Ce vendredi matin, lors d'une conférence de presse, le collectif féministe 'Loi intégrale', qui regroupe une centaine d'associations et d'organisations, a détaillé ses plans pour défendre l'urgente nécessité d'une législation robuste contre les violences faites aux femmes et aux enfants. Parmi les membres notables figurent la Fondation des femmes, la Fondation pour l'Enfance, Oxfam, ainsi que plusieurs syndicats.
"Aujourd'hui, nous faisons face à une injustice de trop," a déclaré avec émotion Anne-Cécile Mailfert, présidente de la Fondation des femmes, en référence aux obsèques de Lyhanna, une jeune victime de violence. Elle a souligné l'absence de réponses adéquates face à un nombre croissant d'alertes : "Jamais je n'ai vu une demande si forte pour réformer notre système." Cette tragédie a impulsé une mobilisation sans précédent au sein de la société civile.
Les chiffres sont alarmants : selon la Commission Indépendante sur l’Inceste et les Violences Sexuelles (CIVISE), 160 000 enfants subissent des violences sexuelles chaque année en France. "Ce ne sont pas que des chiffres, ce sont des vies," a ajouté Anne Sinic, directrice adjointe de l'association Caméléon. Sophie Binet de la CGT a appelé à des actions concrètes et a rejeté la passivité face à des "mesures gadget".
La coalition 'Loi intégrale' prévoit des manifestations tous les lundis à 19 heures devant le ministère de la Justice à Paris, ainsi que des rassemblements devant les tribunaux à travers le pays. "Notre cible n'est pas un juge en particulier, mais bien les décideurs politiques," a insisté Mailfert. Le collectif appelle également à une grande manifestation prévue le samedi 4 juillet. À ce jour, une pétition a recueilli 265 000 signatures, démontrant une volonté populaire de changement.

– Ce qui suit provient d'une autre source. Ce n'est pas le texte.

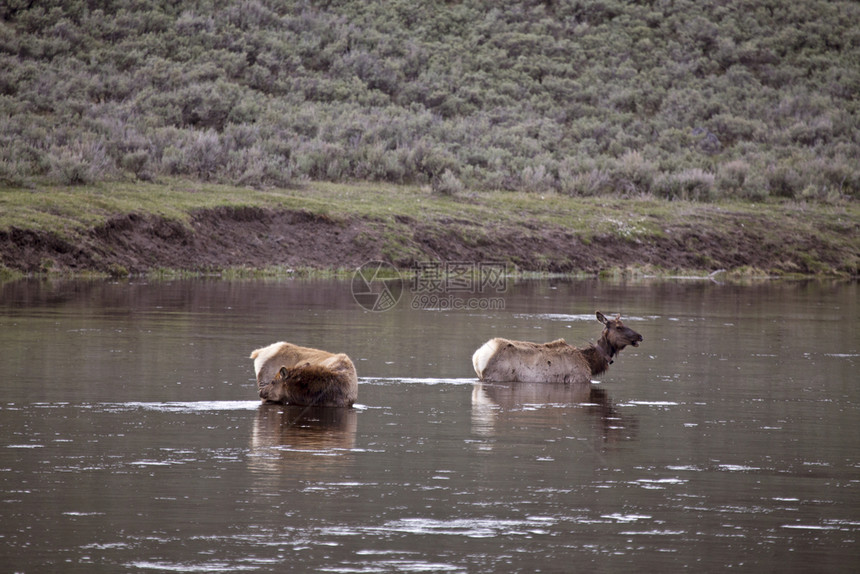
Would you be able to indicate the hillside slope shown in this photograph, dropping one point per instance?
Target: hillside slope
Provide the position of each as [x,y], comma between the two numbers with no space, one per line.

Investissement nécessaire : 2,6 milliards d'euros par an
Les membres du collectif affirment que l’investissement annuel pour une politique efficace de lutte contre ces violences devrait atteindre 2,6 milliards d'euros. Bien que le gouvernement ait adopté certaines mesures pour intégrer des éléments clés de cette proposition dans un projet de loi en préparation, de nombreux experts estiment que cela reste insuffisant.
Les actions du collectif ne passent pas inaperçues; elles visent à faire pression sur le gouvernement pour que la proposition de loi englobant 79 articles, déposée fin 2025 par près de 100 députés, soit examinée rapidement. Cette loi est cruciale pour instaurer des formations obligatoires pour les professionnels, et pour créer des unités spécialisées dans la police judiciaire pour traiter les violences sexistes et sexuelles.
Alors que le débat se poursuit sur ce sujet crucial, il est impératif que la société civile reste mobilisée et continue d'exiger des changements significatifs pour protéger les plus vulnérables. La nécessité d'une réponse collective et déterminée n'a jamais été aussi pressante.